Sayfalar

11 Mayıs 2012

2001 Bir Uzay Efsanesi - Arthur C.Clarke




Stanley Kubrick ile beraber ortaya çıkardıkları 2001: Bir Uzay Efsanesi filmin aynı adlı kitabın önsözünde "Zamanın başlangıcından günümüze kadar Dünya gezegeninde aşağı yukarı 100 milyar insan yaşamıştır. Bu sayı ilginçtir, çünkü şaşılası bir rastlantıyla bizim yerel evrenimiz Samanyolu’nda da yaklaşık 100 milyar yıldız olduğu tespit edilmiştir. Buna göre yaşayan her insan için evrende bir yıldız parlamaktadır" cümlesi geçiyor. 



Bu serideki kitapları daha iyi anlatabilmek ve tabii yazarın diğer kitapları hakkında da genel bir yargıya varabilmeniz için ilk olarak Arthur C. Clarke hakkında genel birkaç bilgi vermek istiyorum: 
(http://en.wikipedia.org/wiki/Arthur_C._Clarke )
1917 yılında İngiltere doğan Arthur C. Clarke King’s Kolejini fizik ve matematik dallarında birincilikle bitirdi. Bir çok bilimsel kuruluşun üyesi olan Clarke, 2. Dünya savaşında Kraliyet Hava Kuvvetleri subayı olarak ilk kez radar yoluyla kör iniş yaptırma denemelerinde görevliydi. Yazdığı 50 kitap 30’un üzerinde dile çevrilen yazar bir çok ödül almış. Asıl başarısı ise 1945 yılında iletişim uydularını icat etmesi oldu. 
Bir uzay efsanesi serisinde yüksek teknolojileri ile kendilerini ilahlaştırmış bir ırkın aslında Dünya’nın ve belki de bir çok gezegendeki hayatın gelişiminde büyük bir rol oynamış olması ihtimali üzerinde duruluyor.

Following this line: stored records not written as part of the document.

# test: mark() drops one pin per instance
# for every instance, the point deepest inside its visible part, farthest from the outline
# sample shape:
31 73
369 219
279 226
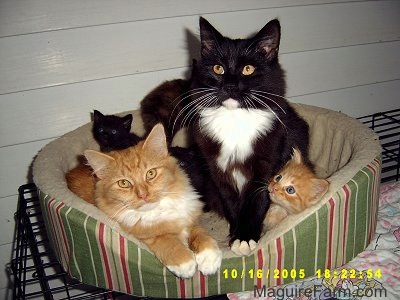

Kitaptaki terimle maymun insanlar, yani herhangi bir araç kullanmayı bilmeyen insanlar zamanında yer yüzüne inen bir TMA-1’in bu yaratığa bilincini ele alarak sopayı kullanmayı öğretmesi ile insanların uzuvları haricinde ilk defa araç kullanmayı öğretir. Yıllar sonra Ay’da bulunan bir başa TMA-1’in açığa çıkartılması akıllarda meydana gelen soru işaretinin giderilmesi için tek çözüm vardır. Bu TMA-1’in güneş ile ilk karşılaşması sonucunda sinyal gönderdiği Satürn’e bir yolculuk yapmak. Yolculuk esnasında HAL 9000 isimli bilgisayarın arıza yapması ile de geri dönüşü olmayan ve sonu da olmayan bir yolculuk başlar. Aslında 1968 yılında Oskar’a aday olan 2001: Bir Uzay Efsanesi filmine senaryo olarak yazılan 2001 gördüğü aşırı ilgi sonucunda 2010, 2061 ve 3001 olmak üzere toplam dört kitaptan oluşan gerçek bir efsaneye dönüşmüştür. Bilimkurgu klasiklerinden olan Bir Uzay Efsanesi serisi bu türle ilgilenen herkesin kütüphanesin bulunması gereken kitaplar... 


2001
Uygarlık silah ile başladı.


Dünya gezegeninde yeni bir hayvan vardı...
    Ancak henüz ender rastlanan bir türdü...
    Güçlü yaratıkların yok olduğu bir dünyada, kaderi belirsizdi. Yanlızca şimdiyi yaşayan hayvanlardan farklı olarak İnsanoğlu bir geçmiş elde  etmiş; ve el yordamıyla geleceğini aramaya başlıyordu...
    Onlar...Uzun bekleyişleri sona ermişti.
 Bir başka dünyada daha zeka doğmuş ve artık gezegeninden kurtulup yürümeye başlamıştı. Sabırlıydılar ama ölümsüz değillerdi.Dünyanın efendisiydi ama ne yapacağından pek emin değildi.
    Ama bir şeyler düşünecekti..

2010
Kim ya da ne Dave Bowman'ı bir yıldız çocuğa dönüştürdü?
Bilinmeyen bir uygarlığın, ay'a ve uzayın derinliklerine tektaşlar yerleştirmesindei amacı neydi?
HAL'ı, bu zeki, olağanüstü bilgisayarı, mürettebatı öldürmeye iten neydi?
HAL gerçekten, insanlar gibi hisseden bir varlık mı?
Dave Bowman 'kaybolduktan' sonra, discovery ve HAL'a ne oldu? ve gerçekten bir son var mı?
Bütün bu soruların ve daha fazlasının cevapları 2010'da.


2061
2061'de Efsane -hala- devam ediyor. Daha önceki iki  uçuşun kahramanı Heywood Floyd, siyah tektaş'ın gizemini çözmeye çabalıyor. bir küçük alıntı:
    - Floyd:Ha,bu arada,dedi. Lucy kimdi; özel biri mi?
    - Bildiğim kadarıyla değil. Ona bir bilgisayar araştırması sırasında rasladık ve adının iyi bir kod olacağını düşündük; herkes Lucifer'la bir ilgisi olduğunu düşünecekti, bu da kısmen doğruydu, ama aynı zamanda harika bir biçimde yanıltıcıydı.Ben Hiç duymadım, ama yüz yıl önce oldukça garip bir adları olan popüler bir müzik grubu -the Beatles- varmış, B-E-A-T-L-E-S diye yazılıyor, nedenini sorma. En az kendileri kadar garip isimli bir şarkı yazmışlar: 'Lucy in the Sky with Diamonds.' Garip değil mi? Sanki biliyorlarmış gibi...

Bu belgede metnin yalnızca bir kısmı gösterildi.